At a high level, the themes of fiduciary compliance within HSA programs will be very similar to those applying to defined contribution (DC) plans and individual retirement accounts (IRAs):

  • Know and understand the structures of fees within the plan, and specifically the flow of money with regard to what and how providers get paid within the program;
  • Take appropriate measures to ensure that the fees charged to participants within their program are reasonable and fully disclosed;
  • Review their education and communication materials and practices to ensure that they are appropriate and do not constitute investment advice or direct recommendations;
  • Potentially make changes to the investment (or vendor) options within their plans, as prudence requires; and
  • Potentially initiate new contracts or addendums with vendors as a result of the above impacts.

“The four main areas of concern are account structures, appropriate fees and disclosures, investments, and communication and educational materials,” Wilkins explains. “Again, even if an employer is not a fiduciary, we encourage all groups to understand these same concerns and take them under advisement in the evaluation and delivery of their own plans.”

Wilkins and Robertson further recommend employers learn the answers to these questions: “Where are the funds located, and how are they being protected? Are they FDIC insured? What criteria is the vendor using to vet the banks or insurance companies that hold cash, and how often are they being evaluated? What safeguards are in place to ensure the recordkeeping and the assets balance for each participant? What notice is provided when funds are moved among banks or annuity contracts?”

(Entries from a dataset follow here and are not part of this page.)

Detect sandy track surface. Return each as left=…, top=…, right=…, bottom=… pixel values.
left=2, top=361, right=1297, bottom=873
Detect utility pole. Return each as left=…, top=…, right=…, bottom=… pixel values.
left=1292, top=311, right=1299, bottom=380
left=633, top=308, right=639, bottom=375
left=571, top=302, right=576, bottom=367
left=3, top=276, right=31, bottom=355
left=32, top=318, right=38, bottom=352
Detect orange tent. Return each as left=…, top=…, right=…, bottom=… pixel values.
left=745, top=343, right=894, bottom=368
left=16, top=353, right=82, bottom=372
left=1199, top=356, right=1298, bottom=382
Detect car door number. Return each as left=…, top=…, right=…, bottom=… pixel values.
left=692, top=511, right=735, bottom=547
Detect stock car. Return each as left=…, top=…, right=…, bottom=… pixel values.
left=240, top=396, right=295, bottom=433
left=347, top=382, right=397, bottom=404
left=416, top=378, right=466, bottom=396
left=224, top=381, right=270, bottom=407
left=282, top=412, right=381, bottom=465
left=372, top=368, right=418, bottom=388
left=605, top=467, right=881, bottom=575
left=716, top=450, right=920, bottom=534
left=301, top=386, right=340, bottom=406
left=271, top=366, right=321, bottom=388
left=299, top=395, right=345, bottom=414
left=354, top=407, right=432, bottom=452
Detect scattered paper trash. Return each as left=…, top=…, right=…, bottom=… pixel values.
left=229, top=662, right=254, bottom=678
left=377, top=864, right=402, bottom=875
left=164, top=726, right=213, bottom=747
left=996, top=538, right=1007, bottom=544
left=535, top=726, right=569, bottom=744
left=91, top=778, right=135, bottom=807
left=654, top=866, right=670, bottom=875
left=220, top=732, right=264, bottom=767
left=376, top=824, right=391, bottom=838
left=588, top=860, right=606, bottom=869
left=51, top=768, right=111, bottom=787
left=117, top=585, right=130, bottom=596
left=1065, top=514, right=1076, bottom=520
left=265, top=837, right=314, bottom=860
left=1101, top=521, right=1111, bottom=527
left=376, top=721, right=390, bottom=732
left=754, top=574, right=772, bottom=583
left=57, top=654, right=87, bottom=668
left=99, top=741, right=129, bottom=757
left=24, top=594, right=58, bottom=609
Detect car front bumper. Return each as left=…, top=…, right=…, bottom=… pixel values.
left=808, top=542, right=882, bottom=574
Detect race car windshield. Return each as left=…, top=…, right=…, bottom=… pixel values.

“At first glance, this list of questions may appear to be too detailed, but even if an employer is not a fiduciary under the rule, most will want to perform due diligence on their vendors, and arrive at a determination that their vendors are acting in the best interest of their employees,” Wilkins concludes.

NEXT: New responsibilities are manageable 

“At first glance, this may sound a bit daunting for employers,” Robertson admits. “However, it really isn’t a far stretch from the current processes that most employers undertake in the planning, selection, and delivery of their retirement and benefit programs. The fiduciary rule will require new disclosures. Employers should take full advantage of that information in the vendor selection process.”

Another piece of practical advice is that HSA custodians, “or any vendor for that matter,” should be happily providing the necessary information to the employer so that they can effectively manage their vendor selections and program delivery. Robertson encourages employers to be aggressive in their demands for clarity, transparency and consistency from vendors.

“We also highly recommend that employers engage their own counsel to help with the overview and compliance of their entire retirement and benefit plans, but there should be plenty of support made available from reputable vendors,” he concludes. “Vendors should have systems to provide the necessary information, including full disclosure of account structure, fees, investments, and all elements of their product offering. From there, the employer should be able to quickly and accurately make determinations on the compliance of their plans.”

Additionally, employers may want to review their formal agreements with their vendors. The changes and requirements associated with the expanded fiduciary rule may necessitate either new contracts or addendums in contractual language.

“With all of this in mind, employer oversight of HSA plans should be an easily accomplished task.”